Mrs. Naidu’s warm regard for Jinnah was shared by many other young women who saw, as pride, what his lawyer friends called arrogance. Among them was an old Parsee lady, still living on Malabar Hill, who remembers Jinnah at the age of twenty-eight. She has said of him, “Oh, yes, he had charm. And he was so good looking. Mind you, I am sure he was aware of his charm: he knew his own strength. But when he came into a room, he would bother to pay a compliment – to say, ‘what a beautiful sari!’ Women will forgive pride, or even arrogance, in a man like that.”
Source: From Hector Bolitho, Jinnah Creator of Pakistan (London, 1954), pp. 3-5, 7-11, 14-5, 18-19, 21-22
Ruttie Jinnah's last letter to Jinnah
S. S. Rajputana,
Marseilles 5 Oct 1928
Darling – thank you for all you have done. If ever in my bearing your once tuned senses found any irritability or unkindness – be assured that in my heart there was place only for a great tenderness and a greater pain – a pain my love without hurt. When one has been as near to the reality of Life (which after all is Death) as I have been dearest, one only remembers the beautiful and tender moments and all the rest becomes a half veiled mist of unrealities. Try and remember me beloved as the flower you plucked and not the flower you tread upon.
I have suffered much sweetheart because I have loved much. The measure of my agony has been in accord to the measure of my love.

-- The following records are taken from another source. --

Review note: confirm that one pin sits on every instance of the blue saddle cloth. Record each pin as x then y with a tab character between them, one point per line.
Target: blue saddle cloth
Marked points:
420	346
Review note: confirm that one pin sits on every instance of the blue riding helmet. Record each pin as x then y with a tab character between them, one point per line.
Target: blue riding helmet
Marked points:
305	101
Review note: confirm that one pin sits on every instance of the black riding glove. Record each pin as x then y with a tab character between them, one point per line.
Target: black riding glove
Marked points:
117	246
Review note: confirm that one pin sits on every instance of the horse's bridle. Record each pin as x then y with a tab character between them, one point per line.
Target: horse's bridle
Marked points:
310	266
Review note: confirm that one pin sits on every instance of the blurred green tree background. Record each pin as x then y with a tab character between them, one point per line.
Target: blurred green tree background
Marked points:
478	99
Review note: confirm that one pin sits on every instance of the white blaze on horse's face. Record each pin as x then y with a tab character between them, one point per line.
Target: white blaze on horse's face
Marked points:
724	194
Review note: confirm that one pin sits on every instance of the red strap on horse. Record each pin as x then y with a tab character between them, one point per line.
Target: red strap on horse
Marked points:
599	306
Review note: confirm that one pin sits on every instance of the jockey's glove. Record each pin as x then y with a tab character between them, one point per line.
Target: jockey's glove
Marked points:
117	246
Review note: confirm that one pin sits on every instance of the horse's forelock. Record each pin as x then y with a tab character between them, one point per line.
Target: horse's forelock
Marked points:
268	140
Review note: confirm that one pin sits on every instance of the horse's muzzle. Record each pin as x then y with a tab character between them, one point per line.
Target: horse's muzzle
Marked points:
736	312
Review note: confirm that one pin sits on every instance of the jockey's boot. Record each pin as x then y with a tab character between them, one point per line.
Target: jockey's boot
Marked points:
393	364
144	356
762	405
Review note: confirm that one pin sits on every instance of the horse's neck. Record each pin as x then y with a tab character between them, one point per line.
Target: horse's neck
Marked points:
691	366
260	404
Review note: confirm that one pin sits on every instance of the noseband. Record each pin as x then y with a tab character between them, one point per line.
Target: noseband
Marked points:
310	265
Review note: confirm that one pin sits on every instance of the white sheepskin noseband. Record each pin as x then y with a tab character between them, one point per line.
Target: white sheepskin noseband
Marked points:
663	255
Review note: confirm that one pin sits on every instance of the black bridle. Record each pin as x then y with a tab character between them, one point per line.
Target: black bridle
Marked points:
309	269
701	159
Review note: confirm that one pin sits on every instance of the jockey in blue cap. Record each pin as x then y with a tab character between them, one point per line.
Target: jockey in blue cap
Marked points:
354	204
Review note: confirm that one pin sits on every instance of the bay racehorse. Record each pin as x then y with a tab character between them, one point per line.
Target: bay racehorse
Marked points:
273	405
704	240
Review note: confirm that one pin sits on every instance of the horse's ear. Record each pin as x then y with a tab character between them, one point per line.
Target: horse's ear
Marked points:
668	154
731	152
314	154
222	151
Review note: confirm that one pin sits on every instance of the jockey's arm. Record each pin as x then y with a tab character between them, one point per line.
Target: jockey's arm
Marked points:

Darling I love you – I love you – and had I loved you just a little less I might have remained with you – only after one has created a very beautiful blossom one does not drag it through the mire. The higher you set your ideal the lower it falls.
I have loved you my darling as it is given to few men to be loved. I only beseech you that the tragedy which commenced in love should also end with it.
Darling Goodnight and Goodbye
Ruttie
I had written to you at Paris with the intention of posting the letter here – but I felt that I would rather write to you afresh from the fullness of my heart. R.